Compared to the previous wines, Montepulciano can also be drunk young, provided it is aged for no less than two years, of which at least nine months in wooden barrels.


2) Lambrusco


Lambrusco is a wine originating in Emilia-Romagna.

There are few wines that symbolise Italian character like Lambrusco, a light, sparkling wine that is one of the world’s best-loved.

Lambrusco exports exceed 200 million each year, concentrated mainly in countries such as the USA, Germany and China.

Lambrusco has a wide range of colours, depending on the grape varieties used and the degree of ageing.

The nose provides aromas of red fruits such as cherry, strawberry and raspberry, with hints of flowers and light herbal notes.

In the mouth, Lambrusco’s characteristic crispness gives the wine a pleasant liveliness and makes it an ideal choice for informal occasions.

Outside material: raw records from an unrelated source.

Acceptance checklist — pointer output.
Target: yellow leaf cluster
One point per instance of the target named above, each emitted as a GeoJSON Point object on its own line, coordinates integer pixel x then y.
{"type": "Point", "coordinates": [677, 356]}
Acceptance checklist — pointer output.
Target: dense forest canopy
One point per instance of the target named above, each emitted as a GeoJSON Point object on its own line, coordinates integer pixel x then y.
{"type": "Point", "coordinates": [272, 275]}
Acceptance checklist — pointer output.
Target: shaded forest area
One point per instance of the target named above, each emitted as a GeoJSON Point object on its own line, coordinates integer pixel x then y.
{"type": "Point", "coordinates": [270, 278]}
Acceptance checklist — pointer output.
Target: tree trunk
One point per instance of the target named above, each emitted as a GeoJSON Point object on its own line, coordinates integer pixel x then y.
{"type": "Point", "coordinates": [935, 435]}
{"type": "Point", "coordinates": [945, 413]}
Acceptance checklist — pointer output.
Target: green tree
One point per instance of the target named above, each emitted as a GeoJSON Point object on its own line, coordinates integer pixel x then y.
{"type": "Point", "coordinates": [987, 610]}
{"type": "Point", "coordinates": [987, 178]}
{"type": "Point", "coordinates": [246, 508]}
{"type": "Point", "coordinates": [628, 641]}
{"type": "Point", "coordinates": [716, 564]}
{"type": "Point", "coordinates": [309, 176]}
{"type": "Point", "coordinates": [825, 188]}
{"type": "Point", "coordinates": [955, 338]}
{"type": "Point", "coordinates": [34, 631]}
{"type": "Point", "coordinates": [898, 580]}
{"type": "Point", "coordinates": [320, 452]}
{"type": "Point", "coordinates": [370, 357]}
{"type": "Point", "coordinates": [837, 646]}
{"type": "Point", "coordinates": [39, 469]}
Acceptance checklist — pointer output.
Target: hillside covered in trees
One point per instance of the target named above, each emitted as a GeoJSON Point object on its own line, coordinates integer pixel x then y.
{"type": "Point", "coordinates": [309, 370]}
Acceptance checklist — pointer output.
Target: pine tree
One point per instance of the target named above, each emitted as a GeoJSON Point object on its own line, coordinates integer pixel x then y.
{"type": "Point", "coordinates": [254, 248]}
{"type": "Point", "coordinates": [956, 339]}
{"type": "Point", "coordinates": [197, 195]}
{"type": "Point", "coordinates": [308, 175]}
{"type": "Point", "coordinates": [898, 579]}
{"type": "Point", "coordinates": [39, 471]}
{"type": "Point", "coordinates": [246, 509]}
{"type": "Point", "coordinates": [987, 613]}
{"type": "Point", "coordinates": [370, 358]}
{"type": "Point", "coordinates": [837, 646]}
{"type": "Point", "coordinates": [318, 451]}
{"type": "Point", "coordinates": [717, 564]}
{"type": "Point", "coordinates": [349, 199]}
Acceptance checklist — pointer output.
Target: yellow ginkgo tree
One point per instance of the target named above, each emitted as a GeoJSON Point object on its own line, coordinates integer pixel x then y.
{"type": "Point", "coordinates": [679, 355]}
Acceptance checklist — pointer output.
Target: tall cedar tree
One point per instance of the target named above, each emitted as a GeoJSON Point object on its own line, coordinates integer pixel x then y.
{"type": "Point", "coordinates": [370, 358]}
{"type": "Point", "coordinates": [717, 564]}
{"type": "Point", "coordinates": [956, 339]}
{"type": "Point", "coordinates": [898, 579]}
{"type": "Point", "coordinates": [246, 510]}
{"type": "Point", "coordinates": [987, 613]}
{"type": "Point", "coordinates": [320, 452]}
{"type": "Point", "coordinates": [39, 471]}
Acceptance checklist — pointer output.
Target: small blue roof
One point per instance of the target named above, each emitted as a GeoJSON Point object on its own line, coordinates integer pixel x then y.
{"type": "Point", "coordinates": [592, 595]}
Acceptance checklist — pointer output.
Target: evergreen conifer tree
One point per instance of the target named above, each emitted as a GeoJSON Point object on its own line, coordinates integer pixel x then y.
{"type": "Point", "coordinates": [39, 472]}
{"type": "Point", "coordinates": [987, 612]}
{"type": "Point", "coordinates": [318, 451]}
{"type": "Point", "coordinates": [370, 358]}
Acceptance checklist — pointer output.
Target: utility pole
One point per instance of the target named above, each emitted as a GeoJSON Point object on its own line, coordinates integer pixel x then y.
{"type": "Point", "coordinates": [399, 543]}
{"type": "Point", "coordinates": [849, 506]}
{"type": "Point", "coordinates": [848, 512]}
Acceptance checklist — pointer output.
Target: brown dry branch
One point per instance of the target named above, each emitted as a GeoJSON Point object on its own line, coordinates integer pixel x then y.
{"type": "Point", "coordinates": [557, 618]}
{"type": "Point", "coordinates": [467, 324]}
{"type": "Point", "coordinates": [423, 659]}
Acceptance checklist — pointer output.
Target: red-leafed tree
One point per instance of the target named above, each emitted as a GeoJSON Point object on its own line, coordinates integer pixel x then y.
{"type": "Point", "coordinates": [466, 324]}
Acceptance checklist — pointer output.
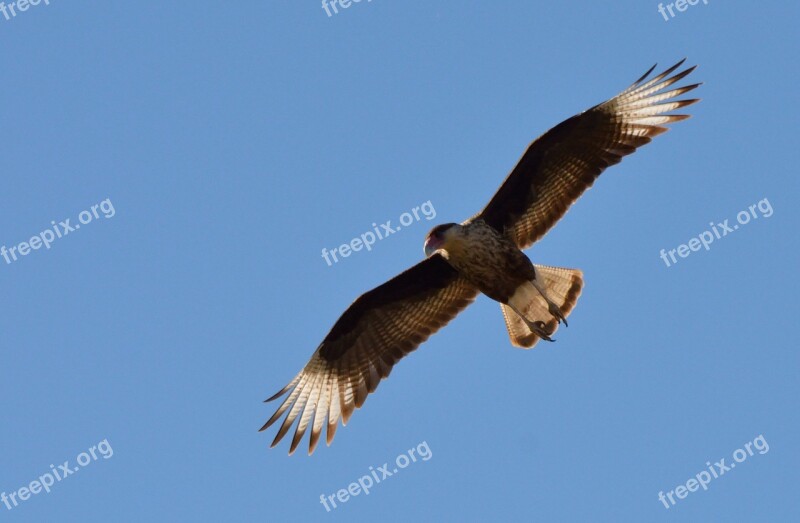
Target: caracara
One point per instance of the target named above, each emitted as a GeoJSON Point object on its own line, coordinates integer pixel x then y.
{"type": "Point", "coordinates": [481, 255]}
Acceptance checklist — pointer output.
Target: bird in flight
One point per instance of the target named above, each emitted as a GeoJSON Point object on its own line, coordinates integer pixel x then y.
{"type": "Point", "coordinates": [480, 255]}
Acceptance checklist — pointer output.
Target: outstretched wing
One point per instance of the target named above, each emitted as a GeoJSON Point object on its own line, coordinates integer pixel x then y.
{"type": "Point", "coordinates": [375, 332]}
{"type": "Point", "coordinates": [561, 164]}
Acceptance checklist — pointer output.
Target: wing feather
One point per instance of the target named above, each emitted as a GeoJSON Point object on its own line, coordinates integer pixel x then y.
{"type": "Point", "coordinates": [561, 164]}
{"type": "Point", "coordinates": [373, 334]}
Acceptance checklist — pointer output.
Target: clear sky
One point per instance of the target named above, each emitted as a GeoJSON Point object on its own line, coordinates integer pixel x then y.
{"type": "Point", "coordinates": [217, 148]}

Fruity flavours combine with good acidity, often balanced by residual sweetness in the sweet types.


It is important to note that there are several varieties of Lambrusco, each with its own specific characteristics. Some of the best known varieties include Lambrusco di Sorbara, Lambrusco Grasparossa and Lambrusco Salamino.






Prosecco is the best-selling Italian wine in the world with more than 500 million bottles sold per year.

It is mainly made from the Glera grape (at least 85%), but may also include small percentages of other white grape varieties.

Its fine, persistent mousse gives the wine a pleasant effervescence.

On the nose, Prosecco offers aromas of fresh fruit, such as green apple, pear and citrus, along with floral notes, often with hints of acacia flowers and wisteria.

Prosecco is available in numerous variants, the most important of which are Prosecco Frizzante and Prosecco Spumante.

Prosecco Spumante is made using the Charmat method, in which the second fermentation takes place in an autoclave in order to maintain freshness and fruity aromas.